Now let me make clear that the AP is no idiot. Jim Kennedy, its head of strategy, who responded to my rant in the comments and has done so on other blogs, has the best strategic mind in the industry (if only there were more of him). He has inspired much of my thinking about the ecology of links in news. Tom Curley, his boss, has spoken eloquently about the need to separate content from the container — to, indeed, look at new means to distribute news (by blog quotes and links among them, I’d say). The AP has been dealing with issues of credit for years when TV stations pick up stories reported by newspapers and then rewritten by the AP, giving no credit to the source; the same happens with photos, as someone said in my comments.

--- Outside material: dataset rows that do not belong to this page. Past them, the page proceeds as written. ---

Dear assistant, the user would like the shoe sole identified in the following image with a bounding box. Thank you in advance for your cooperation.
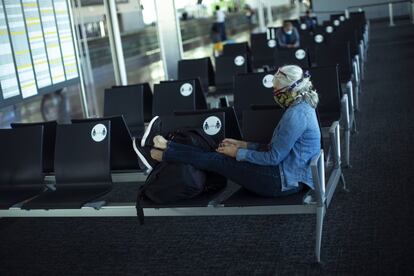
[141,116,159,147]
[132,138,152,173]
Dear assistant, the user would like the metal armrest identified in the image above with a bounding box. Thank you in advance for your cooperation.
[310,150,325,206]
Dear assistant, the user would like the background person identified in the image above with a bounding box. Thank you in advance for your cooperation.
[276,21,300,48]
[215,5,227,41]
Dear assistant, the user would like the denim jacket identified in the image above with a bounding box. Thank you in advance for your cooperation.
[236,101,321,191]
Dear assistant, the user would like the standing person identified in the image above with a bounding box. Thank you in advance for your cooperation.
[276,21,300,48]
[210,22,223,57]
[216,5,227,41]
[138,65,321,197]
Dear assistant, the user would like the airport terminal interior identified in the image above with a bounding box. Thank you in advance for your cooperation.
[0,0,414,276]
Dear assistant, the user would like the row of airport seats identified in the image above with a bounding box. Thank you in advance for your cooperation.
[0,10,367,261]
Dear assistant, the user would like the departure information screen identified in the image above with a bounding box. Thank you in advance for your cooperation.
[0,0,79,107]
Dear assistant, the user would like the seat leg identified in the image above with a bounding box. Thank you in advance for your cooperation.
[344,129,351,168]
[352,114,358,134]
[315,206,325,263]
[341,173,349,192]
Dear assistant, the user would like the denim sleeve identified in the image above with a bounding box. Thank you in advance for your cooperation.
[293,28,300,47]
[247,142,260,150]
[236,110,307,166]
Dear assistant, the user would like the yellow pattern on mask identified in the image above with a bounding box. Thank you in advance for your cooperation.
[273,92,297,108]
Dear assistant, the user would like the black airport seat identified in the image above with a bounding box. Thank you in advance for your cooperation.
[315,42,352,83]
[178,57,215,93]
[273,48,310,70]
[152,79,207,116]
[234,70,276,120]
[10,121,57,173]
[72,116,140,171]
[216,55,251,93]
[222,188,309,207]
[161,109,226,145]
[22,121,112,209]
[175,107,243,140]
[0,125,45,209]
[103,83,152,136]
[309,65,341,127]
[250,30,277,69]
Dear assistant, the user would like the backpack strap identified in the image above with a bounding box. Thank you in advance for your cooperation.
[135,185,145,225]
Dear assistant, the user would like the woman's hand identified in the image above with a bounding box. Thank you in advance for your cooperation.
[216,143,238,158]
[221,138,247,149]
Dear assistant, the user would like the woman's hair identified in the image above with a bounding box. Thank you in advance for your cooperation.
[273,65,319,108]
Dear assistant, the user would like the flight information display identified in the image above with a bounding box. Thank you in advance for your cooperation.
[0,0,79,107]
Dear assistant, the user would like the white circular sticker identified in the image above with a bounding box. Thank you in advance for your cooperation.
[262,74,274,88]
[180,83,193,97]
[315,34,323,43]
[295,49,306,59]
[267,39,276,48]
[203,116,221,136]
[325,26,333,34]
[234,56,244,66]
[91,124,108,142]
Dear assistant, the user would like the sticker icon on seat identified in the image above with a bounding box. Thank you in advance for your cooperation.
[295,49,306,60]
[91,124,108,143]
[262,74,274,88]
[203,116,222,136]
[180,83,193,97]
[325,26,333,34]
[234,56,244,66]
[315,34,323,43]
[267,39,276,48]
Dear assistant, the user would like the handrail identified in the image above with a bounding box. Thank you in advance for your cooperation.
[348,0,413,9]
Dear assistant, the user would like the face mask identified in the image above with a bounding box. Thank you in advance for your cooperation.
[273,92,296,108]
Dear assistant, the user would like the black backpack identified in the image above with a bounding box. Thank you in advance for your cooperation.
[136,129,227,224]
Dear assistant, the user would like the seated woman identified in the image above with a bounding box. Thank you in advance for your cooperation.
[136,65,321,197]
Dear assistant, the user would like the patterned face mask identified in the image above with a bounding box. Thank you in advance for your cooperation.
[273,90,296,108]
[273,68,310,108]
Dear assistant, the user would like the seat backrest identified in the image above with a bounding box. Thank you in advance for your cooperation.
[152,79,207,116]
[250,30,277,68]
[161,110,226,146]
[175,107,243,140]
[10,121,57,173]
[178,57,215,92]
[0,125,44,186]
[223,42,250,57]
[309,65,341,126]
[72,116,139,170]
[273,48,310,70]
[216,55,250,88]
[243,108,284,144]
[55,121,111,185]
[104,83,152,134]
[234,71,276,120]
[315,42,352,82]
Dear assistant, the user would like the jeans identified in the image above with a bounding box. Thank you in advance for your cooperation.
[163,142,302,197]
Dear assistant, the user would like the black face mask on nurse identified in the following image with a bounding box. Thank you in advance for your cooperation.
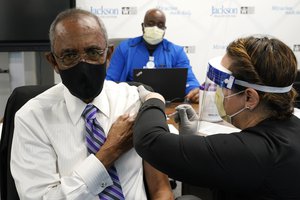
[59,62,106,100]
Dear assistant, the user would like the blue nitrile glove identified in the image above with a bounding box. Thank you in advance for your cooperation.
[174,104,199,135]
[138,85,165,103]
[138,85,151,103]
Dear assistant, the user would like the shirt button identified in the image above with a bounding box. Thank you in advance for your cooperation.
[101,182,107,188]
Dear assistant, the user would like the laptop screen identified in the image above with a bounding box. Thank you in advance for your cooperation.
[133,68,187,102]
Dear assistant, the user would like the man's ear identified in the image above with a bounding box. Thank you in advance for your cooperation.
[245,88,260,110]
[45,52,59,74]
[106,44,115,61]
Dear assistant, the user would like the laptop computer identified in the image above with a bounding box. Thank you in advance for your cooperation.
[133,68,187,102]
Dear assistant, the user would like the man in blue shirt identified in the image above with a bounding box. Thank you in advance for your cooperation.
[106,8,199,102]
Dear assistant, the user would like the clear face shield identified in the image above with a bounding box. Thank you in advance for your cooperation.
[199,57,234,122]
[199,57,292,123]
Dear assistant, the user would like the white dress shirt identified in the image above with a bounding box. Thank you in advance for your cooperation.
[11,81,146,200]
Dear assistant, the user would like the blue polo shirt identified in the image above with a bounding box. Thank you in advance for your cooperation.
[106,36,200,94]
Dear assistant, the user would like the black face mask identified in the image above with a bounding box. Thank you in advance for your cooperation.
[59,62,106,100]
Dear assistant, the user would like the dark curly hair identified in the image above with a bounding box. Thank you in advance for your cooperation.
[226,36,297,119]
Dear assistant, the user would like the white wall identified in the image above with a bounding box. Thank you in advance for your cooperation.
[76,0,300,82]
[0,52,36,117]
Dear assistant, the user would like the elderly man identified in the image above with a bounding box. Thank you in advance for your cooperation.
[11,9,173,200]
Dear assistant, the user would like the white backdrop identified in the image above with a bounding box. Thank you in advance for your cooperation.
[76,0,300,82]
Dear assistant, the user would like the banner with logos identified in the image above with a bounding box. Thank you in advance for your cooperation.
[76,0,300,82]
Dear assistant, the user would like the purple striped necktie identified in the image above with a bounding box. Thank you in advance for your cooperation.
[82,104,125,200]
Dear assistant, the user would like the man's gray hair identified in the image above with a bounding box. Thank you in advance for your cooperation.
[49,8,108,52]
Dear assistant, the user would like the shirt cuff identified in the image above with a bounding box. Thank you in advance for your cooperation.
[75,154,113,195]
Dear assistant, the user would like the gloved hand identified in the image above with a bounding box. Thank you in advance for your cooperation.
[174,104,199,134]
[138,85,165,103]
[138,85,151,103]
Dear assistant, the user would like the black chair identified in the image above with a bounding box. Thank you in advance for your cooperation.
[0,85,51,200]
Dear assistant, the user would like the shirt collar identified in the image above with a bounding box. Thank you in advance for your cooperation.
[64,81,110,124]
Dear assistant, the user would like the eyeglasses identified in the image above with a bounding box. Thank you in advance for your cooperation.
[52,47,108,70]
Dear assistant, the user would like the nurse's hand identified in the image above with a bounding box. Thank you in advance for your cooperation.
[174,104,199,135]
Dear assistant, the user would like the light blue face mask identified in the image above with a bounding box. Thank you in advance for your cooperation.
[200,57,293,123]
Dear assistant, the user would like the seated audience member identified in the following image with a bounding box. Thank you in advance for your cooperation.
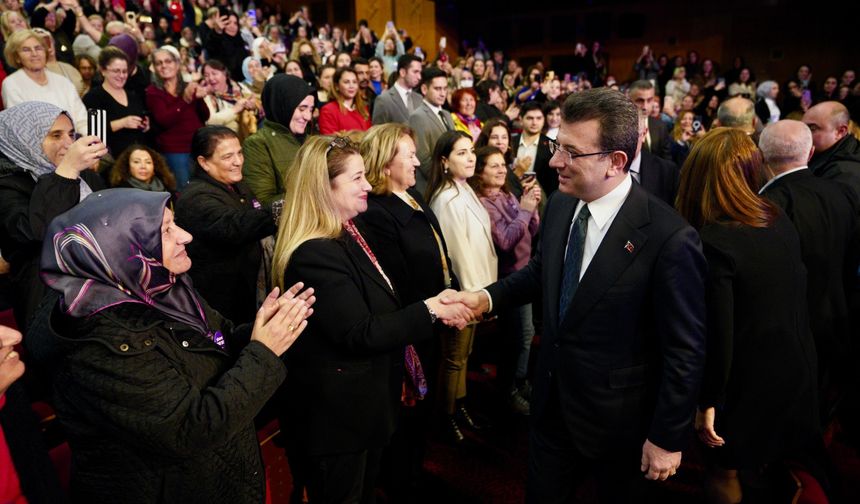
[32,28,84,96]
[368,56,384,95]
[672,110,705,166]
[319,67,371,135]
[755,81,781,126]
[469,146,541,415]
[0,324,66,504]
[729,67,755,100]
[203,59,257,140]
[451,88,483,141]
[33,189,313,503]
[759,120,860,426]
[75,51,97,96]
[628,80,672,159]
[373,54,422,124]
[803,101,860,201]
[0,101,107,331]
[108,145,176,194]
[84,46,149,158]
[629,114,681,207]
[543,100,561,140]
[242,74,314,208]
[424,130,498,443]
[356,123,458,502]
[273,136,468,502]
[409,67,454,194]
[176,126,275,323]
[376,26,406,74]
[678,128,821,502]
[146,46,209,191]
[511,102,558,196]
[2,30,87,131]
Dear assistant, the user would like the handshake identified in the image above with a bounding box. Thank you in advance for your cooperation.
[424,289,490,329]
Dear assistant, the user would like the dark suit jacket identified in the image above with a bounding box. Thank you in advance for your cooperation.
[511,133,558,196]
[762,169,860,382]
[488,184,705,460]
[281,235,433,455]
[642,116,672,161]
[409,100,454,194]
[639,148,681,208]
[355,189,457,303]
[701,213,821,469]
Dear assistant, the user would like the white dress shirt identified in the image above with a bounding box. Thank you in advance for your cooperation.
[564,173,633,280]
[758,165,808,194]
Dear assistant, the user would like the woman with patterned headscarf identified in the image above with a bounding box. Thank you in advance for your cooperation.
[28,189,314,503]
[0,102,107,331]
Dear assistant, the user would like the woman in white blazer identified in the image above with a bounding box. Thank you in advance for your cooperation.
[425,131,498,442]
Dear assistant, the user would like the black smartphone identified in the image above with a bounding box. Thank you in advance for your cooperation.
[87,109,107,145]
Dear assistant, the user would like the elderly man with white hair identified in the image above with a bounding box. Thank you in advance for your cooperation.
[803,101,860,201]
[759,120,860,426]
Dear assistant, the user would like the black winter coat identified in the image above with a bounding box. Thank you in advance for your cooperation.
[176,170,275,323]
[34,303,286,504]
[0,152,105,332]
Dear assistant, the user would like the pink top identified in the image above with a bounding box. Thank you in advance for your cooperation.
[319,101,371,135]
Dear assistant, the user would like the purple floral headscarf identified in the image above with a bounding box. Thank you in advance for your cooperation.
[42,189,224,347]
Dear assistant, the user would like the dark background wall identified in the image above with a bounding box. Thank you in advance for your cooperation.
[436,0,860,83]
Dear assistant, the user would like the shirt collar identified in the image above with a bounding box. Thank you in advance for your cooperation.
[758,165,808,194]
[576,173,633,231]
[630,151,642,175]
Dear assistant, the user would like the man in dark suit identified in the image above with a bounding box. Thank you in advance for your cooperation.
[630,113,681,207]
[373,54,423,124]
[449,88,706,503]
[627,80,672,161]
[759,120,860,421]
[409,67,454,194]
[511,101,558,195]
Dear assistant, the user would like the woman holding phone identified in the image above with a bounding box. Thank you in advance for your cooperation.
[84,46,149,158]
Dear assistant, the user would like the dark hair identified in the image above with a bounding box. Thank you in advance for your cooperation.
[475,80,499,102]
[520,101,544,118]
[475,117,513,164]
[108,144,176,191]
[451,88,478,114]
[627,79,654,93]
[421,67,448,86]
[468,145,511,196]
[191,126,239,170]
[424,130,472,203]
[99,46,132,69]
[397,54,421,72]
[541,100,561,116]
[561,88,639,171]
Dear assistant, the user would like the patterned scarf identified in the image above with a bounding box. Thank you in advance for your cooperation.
[42,188,225,348]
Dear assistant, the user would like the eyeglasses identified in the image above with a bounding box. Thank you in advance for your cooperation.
[325,137,356,157]
[549,139,615,163]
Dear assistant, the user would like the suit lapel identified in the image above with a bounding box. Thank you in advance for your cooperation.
[541,195,579,327]
[555,184,651,326]
[343,230,400,303]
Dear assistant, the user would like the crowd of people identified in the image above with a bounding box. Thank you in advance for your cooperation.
[0,0,860,503]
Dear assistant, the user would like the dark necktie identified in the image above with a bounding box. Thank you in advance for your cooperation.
[439,110,451,131]
[558,205,591,318]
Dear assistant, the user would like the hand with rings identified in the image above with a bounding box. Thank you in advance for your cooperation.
[251,282,316,356]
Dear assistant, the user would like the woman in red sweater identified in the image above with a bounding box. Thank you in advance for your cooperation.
[146,46,209,191]
[319,67,371,135]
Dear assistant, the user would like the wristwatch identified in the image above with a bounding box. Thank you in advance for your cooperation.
[424,301,439,324]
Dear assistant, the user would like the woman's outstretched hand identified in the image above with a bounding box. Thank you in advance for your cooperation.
[251,282,316,356]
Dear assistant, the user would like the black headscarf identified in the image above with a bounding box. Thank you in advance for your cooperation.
[262,74,316,135]
[42,188,224,346]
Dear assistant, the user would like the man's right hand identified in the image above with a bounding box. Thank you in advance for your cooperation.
[439,291,490,319]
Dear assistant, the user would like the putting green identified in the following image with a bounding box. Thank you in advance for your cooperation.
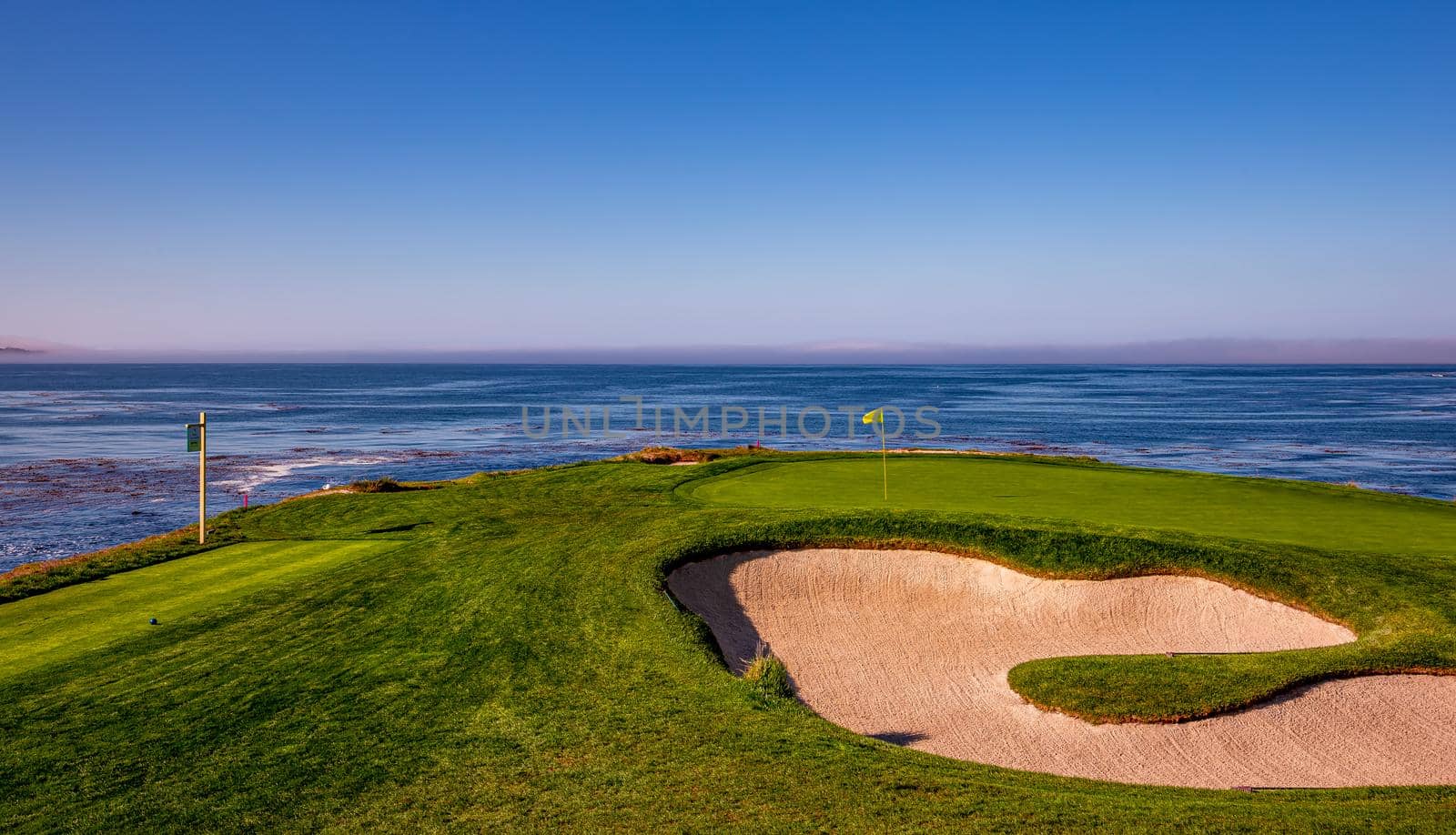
[0,541,399,678]
[682,456,1456,556]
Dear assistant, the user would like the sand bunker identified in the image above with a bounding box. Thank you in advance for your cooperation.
[668,550,1456,789]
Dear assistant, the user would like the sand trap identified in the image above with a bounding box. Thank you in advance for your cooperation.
[668,550,1456,789]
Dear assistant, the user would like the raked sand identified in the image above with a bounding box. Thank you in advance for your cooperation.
[668,548,1456,789]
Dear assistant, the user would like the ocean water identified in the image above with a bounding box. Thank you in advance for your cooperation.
[0,364,1456,570]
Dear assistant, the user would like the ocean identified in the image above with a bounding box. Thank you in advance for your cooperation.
[0,364,1456,570]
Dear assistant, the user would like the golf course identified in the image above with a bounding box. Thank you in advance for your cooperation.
[0,449,1456,832]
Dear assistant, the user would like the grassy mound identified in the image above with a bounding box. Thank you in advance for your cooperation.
[0,454,1456,830]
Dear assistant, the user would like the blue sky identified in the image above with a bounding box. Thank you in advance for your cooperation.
[0,2,1456,349]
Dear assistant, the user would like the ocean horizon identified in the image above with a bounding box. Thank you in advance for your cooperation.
[0,364,1456,570]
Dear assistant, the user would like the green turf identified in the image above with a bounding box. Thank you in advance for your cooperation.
[0,541,393,677]
[0,458,1456,832]
[690,456,1456,556]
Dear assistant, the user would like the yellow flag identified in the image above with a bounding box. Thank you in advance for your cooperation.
[859,406,890,502]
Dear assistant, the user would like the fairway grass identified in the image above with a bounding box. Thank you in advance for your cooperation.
[0,541,393,677]
[686,456,1456,556]
[0,454,1456,832]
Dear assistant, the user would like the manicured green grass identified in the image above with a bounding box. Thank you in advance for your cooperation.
[0,541,393,677]
[690,456,1456,556]
[0,457,1456,832]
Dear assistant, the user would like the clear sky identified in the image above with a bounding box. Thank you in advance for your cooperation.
[0,0,1456,349]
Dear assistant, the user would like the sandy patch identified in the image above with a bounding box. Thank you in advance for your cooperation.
[668,550,1456,789]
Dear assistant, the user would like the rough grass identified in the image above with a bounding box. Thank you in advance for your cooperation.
[0,457,1456,832]
[743,648,794,699]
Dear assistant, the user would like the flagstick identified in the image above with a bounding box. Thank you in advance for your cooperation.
[197,412,207,546]
[879,421,890,502]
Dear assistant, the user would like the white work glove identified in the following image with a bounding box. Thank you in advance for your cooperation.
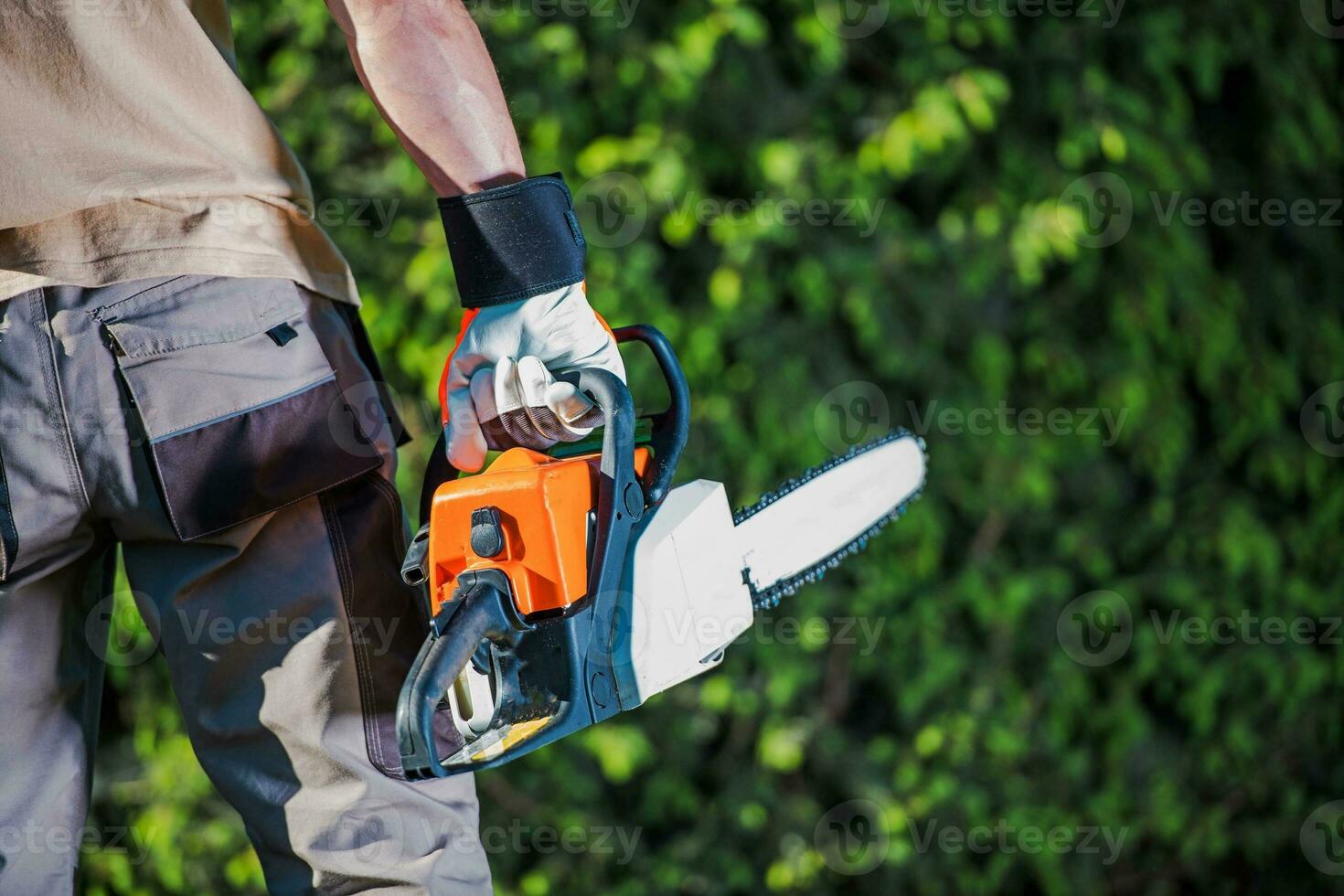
[443,283,625,473]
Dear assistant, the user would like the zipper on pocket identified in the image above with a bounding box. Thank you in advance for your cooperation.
[0,445,19,581]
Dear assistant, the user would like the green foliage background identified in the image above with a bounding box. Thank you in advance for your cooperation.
[85,0,1344,896]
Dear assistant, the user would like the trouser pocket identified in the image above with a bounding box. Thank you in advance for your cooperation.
[0,452,19,581]
[94,277,381,541]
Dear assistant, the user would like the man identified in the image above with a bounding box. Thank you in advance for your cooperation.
[0,0,624,893]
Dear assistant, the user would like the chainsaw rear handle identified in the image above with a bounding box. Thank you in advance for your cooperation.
[612,324,691,507]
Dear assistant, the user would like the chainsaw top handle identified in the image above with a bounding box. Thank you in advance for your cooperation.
[420,324,691,525]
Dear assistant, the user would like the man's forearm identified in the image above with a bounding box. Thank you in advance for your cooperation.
[326,0,526,197]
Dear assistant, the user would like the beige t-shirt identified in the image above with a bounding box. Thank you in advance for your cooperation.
[0,0,358,303]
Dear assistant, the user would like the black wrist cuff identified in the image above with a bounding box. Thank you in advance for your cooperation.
[438,174,586,307]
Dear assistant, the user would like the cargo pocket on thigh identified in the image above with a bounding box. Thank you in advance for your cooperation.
[92,277,381,541]
[321,475,446,779]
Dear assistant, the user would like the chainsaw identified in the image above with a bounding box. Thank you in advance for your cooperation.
[397,325,924,779]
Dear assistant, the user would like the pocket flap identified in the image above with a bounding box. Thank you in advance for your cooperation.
[98,278,335,443]
[97,277,304,358]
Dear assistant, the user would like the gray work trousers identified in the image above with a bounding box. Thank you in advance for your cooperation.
[0,277,491,895]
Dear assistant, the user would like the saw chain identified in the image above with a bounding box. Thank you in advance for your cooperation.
[732,429,929,612]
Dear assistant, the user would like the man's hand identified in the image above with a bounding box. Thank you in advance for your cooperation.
[443,283,625,473]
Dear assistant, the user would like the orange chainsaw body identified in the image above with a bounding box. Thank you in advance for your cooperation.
[427,447,649,618]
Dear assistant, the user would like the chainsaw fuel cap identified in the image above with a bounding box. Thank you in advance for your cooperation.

No, the AP is no fool. But it acted like one in this episode. I wanted to throttle them. And so I did. My problem is not just that they threatened bloggers foolishly and needlessly and assaulted the right to fair use and fair comment but that it made them appear so clueless. I believe what they did could harm both the AP and the foundering news and newspaper industries.

How could it harm the AP? Well, I return to the case of the Ohio rebellion, where papers are now sharing their original journalism without the AP and its content mill. I think there well could come a day when local papers decide to share their own content around the AP and even to do without the AP state wire. Those same papers may decide to stop covering the world or at least to do it with links instead of syndicated, commodified, expensive wire content. At the same time, as Jon Fine says in his column this week, newspapers will shrink (or disappear). So I suggest that the AP had better reconsider its relationship locally and it may need to be more of a curator than a mill. It may need to provide not rewritten stories but instead selected quotes and links — as bloggers do.

I also believe that in an economy of links, the AP should reconsider its role. Many years ago, when I still worked for a newspaper company, I told the AP that I thought it should become an ad network; that’s what we need. Maybe it should be an aggregator, or perhaps a curator. But I do not think there is a future in acting as an owner of recycled content in an age when the link also commodifies all information in an instant. That becomes a pointless game of wack-a-mole that turns us — the AP’s readers and promoters — into moles.

My suspicion is that it’s the lawyers who got the AP into this mess. My best advice for the AP’s executives is that they should try to practice the bloggers’ ethic of the link and quote themselves (updating their news values with one more value). My next-best advice is that they should walk down the hall and tell the lawyers to put a damned sock in it or send them off for a very long off-site on a golf course where they can do no harm. This is not going to be resolved enforcing the fine print of outmoded laws built for an extinct age. This is a constantly changing landscape that must be maneuvered with flexibility and openness. But if those lawyers continue to threaten bloggers who know more about this new age and are only practicing their appropriate ethics, I will continue to use this space to suggest where socks should go.

[Disclosures: I have many dogs in this hunt, which I try to point out whenever I write about this but I'll make a fuller statement here. I am speaking for myself and none of those dogs. I am a partner at Daylife, which collects news and is a platform for links among news sources. I am on the board of Publish2, which will provide a platform for journalists to provide links to their sources. I am a member of the Media Bloggers Association, whose founder, Bob Cox, a more reasonable man than I, is talking with the parties in this story. I am writing a book about Google and believe that its role as aggregator, linker, scraper, and search engine is vital to the new ecology of media. I quote from and link to AP and others' stories constantly. I have worked with and consider myself a friend of the AP, though they might disagree right now.]